Anyway, let's keep going forward with the evaluation pipeline.

In [5]:
X_full, y_full, _, _ = full_data

In [6]:
dense_X_full = X_full.toarray()
dense_y_full = y_full.toarray()


skf = KFold(n_splits=5)
for i, (train_index, test_index) in enumerate(skf.split(dense_X_full, dense_y_full)):
    X_train = dense_X_full[train_index]
    y_train = dense_y_full[train_index]

    X_test = dense_X_full[test_index]
    y_test = dense_y_full[test_index]


**Notice**: `StratifiedKFold` **cannot** be used as it does not support multilabel ([source](https://stackoverflow.com/questions/48508036/sklearn-stratifiedkfold-valueerror-supported-target-types-are-binary-mul)).

Instead of trying to set up everything by myself, let's use something that Scikit already provides: the `cross_validate` function, as described [here](https://scikit-learn.org/stable/modules/cross_validation.html#the-cross-validate-function-and-multiple-metric-evaluation).

In [7]:
clf = ClassifierChain(
    classifier=SVC(),
    require_dense=[False, True]
)

s = {"accuracy": make_scorer(metrics.accuracy_score),
     "hamming_loss": make_scorer(metrics.hamming_loss, greater_is_better=False)}

r = cross_validate(clf, X_full, y_full, cv=5, scoring=s, return_train_score=True)
r


In [8]:
r["test_accuracy"].mean(), r["test_accuracy"].std()

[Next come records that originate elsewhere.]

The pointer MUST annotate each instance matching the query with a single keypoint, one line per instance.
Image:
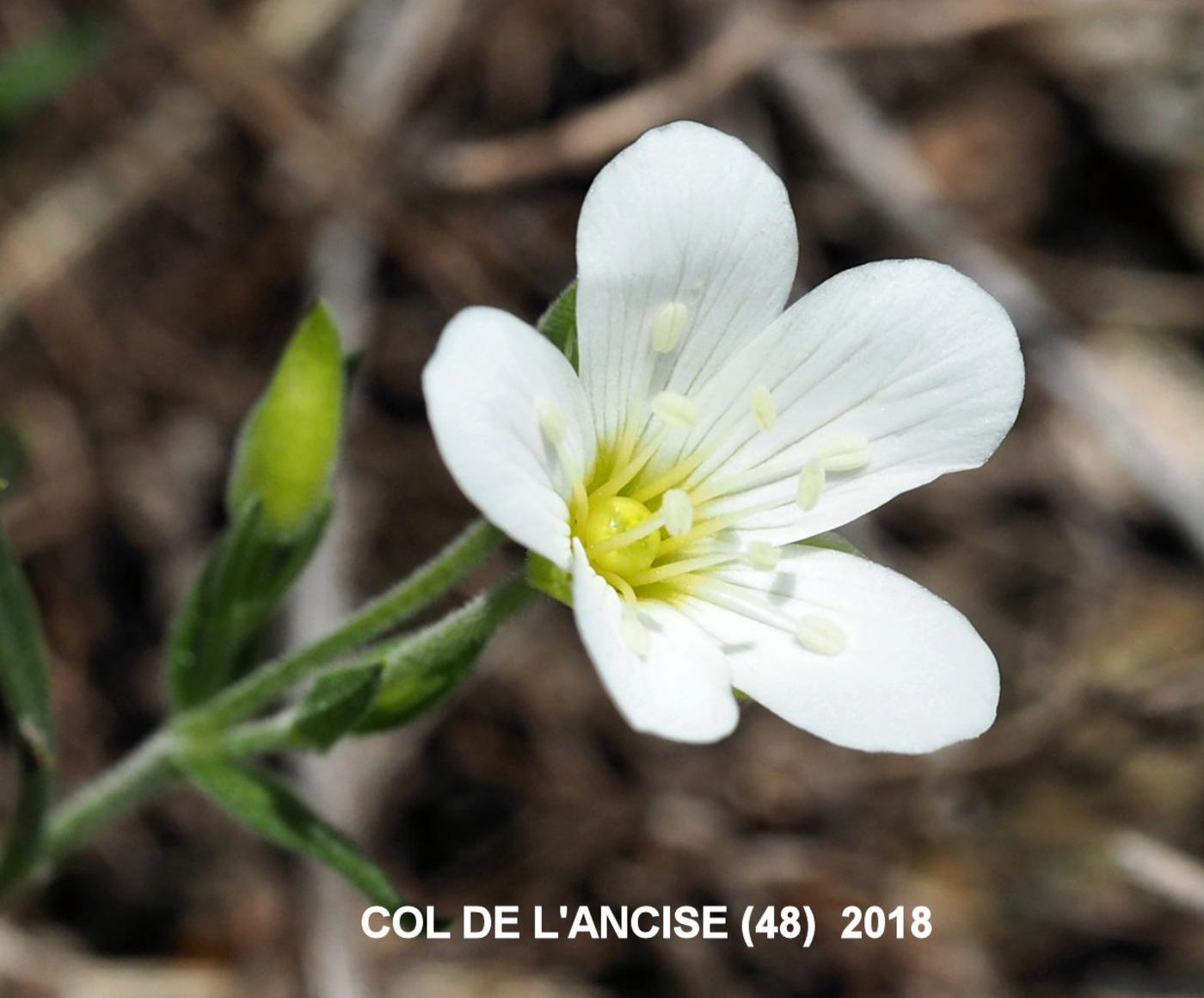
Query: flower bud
(289, 443)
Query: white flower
(710, 433)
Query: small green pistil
(610, 518)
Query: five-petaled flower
(710, 434)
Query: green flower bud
(289, 443)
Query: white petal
(685, 247)
(489, 386)
(912, 675)
(906, 358)
(679, 687)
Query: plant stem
(150, 766)
(389, 609)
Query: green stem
(384, 613)
(150, 766)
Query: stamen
(678, 513)
(737, 600)
(820, 635)
(674, 476)
(848, 452)
(810, 484)
(632, 632)
(764, 410)
(551, 421)
(676, 410)
(554, 428)
(617, 481)
(760, 554)
(684, 567)
(667, 325)
(623, 587)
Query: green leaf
(41, 70)
(26, 687)
(270, 807)
(244, 578)
(559, 323)
(289, 445)
(421, 668)
(337, 701)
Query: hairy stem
(150, 767)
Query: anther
(820, 635)
(848, 452)
(760, 554)
(667, 325)
(676, 410)
(810, 484)
(764, 410)
(551, 421)
(632, 632)
(678, 513)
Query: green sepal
(289, 445)
(26, 689)
(335, 703)
(550, 579)
(559, 324)
(247, 575)
(421, 668)
(271, 808)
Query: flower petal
(680, 689)
(686, 240)
(485, 386)
(912, 675)
(906, 358)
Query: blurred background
(178, 178)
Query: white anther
(678, 513)
(820, 635)
(810, 484)
(632, 632)
(764, 410)
(849, 452)
(676, 410)
(667, 325)
(760, 554)
(551, 421)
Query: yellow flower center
(610, 518)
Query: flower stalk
(213, 729)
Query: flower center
(617, 519)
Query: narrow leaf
(559, 323)
(243, 582)
(26, 687)
(270, 807)
(337, 701)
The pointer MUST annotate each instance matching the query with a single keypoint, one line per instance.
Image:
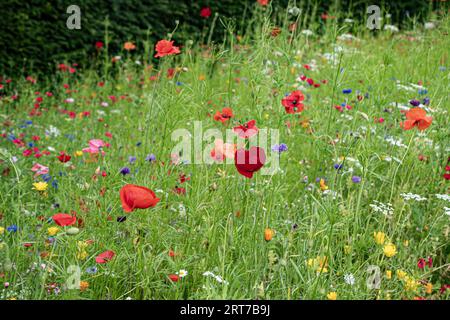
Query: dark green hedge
(34, 32)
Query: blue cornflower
(12, 228)
(125, 170)
(356, 179)
(91, 270)
(150, 157)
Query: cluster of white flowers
(216, 277)
(412, 196)
(385, 209)
(444, 197)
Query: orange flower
(416, 117)
(165, 48)
(268, 234)
(129, 46)
(137, 197)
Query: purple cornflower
(150, 157)
(125, 170)
(356, 179)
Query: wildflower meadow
(306, 157)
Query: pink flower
(222, 150)
(39, 169)
(95, 146)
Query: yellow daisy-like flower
(40, 186)
(390, 250)
(332, 295)
(411, 284)
(379, 237)
(52, 231)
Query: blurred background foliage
(35, 37)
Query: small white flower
(444, 197)
(349, 279)
(182, 273)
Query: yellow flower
(411, 284)
(332, 295)
(401, 274)
(429, 288)
(40, 186)
(268, 234)
(388, 274)
(379, 237)
(52, 231)
(390, 250)
(84, 285)
(319, 263)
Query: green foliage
(34, 33)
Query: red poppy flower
(63, 157)
(223, 116)
(416, 117)
(292, 103)
(165, 48)
(64, 219)
(246, 130)
(205, 12)
(137, 197)
(105, 257)
(247, 162)
(174, 277)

(0.6319200144926287, 0.06657267886278025)

In [9]:
r["test_hamming_loss"].mean(), r["test_hamming_loss"].std()

(-0.11195857523658352, 0.023752236934311968)

In [10]:
# quick testing, using the proposed order based on F-test

clf2 = ClassifierChain(
    classifier=SVC(),
    require_dense=[False, True],
    order=[3, 0, 2, 5, 4, 1]
)

s2 = {"accuracy": metrics.make_scorer(metrics.accuracy_score),
      "hamming_loss": metrics.make_scorer(metrics.hamming_loss, greater_is_better=False)}

r2 = cross_validate(clf2, X_full, y_full, cv=5,
                   scoring=s2, return_train_score=True)
r2

{'fit_time': array([4.06053257, 4.29102755, 3.58891082, 4.0080204 , 3.63190055]),
 'score_time': array([0.65458941, 0.65905857, 0.6446743 , 0.67406464, 0.62596703]),
 'test_accuracy': array([0.1473029 , 0.39626556, 0.05613306, 0.28274428, 0.3035343 ]),
 'train_accuracy': array([0.31324675, 0.20727273, 0.3556594 , 0.26272066, 0.27050883]),
 'test_hamming_loss': array([-0.28284924, -0.20020747, -0.31185031, -0.23354123, -0.22903673]),
 'train_hamming_loss': array([-0.22995671, -0.26554113, -0.21581862, -0.25034614, -0.24575978])}

Ok, the initial results here show that the proposed Classifier Chain is indeed **consistently bad**. Regardless, now I have a better ideia of how to set up this evaluation pipeline, which I should conclude tomorrow.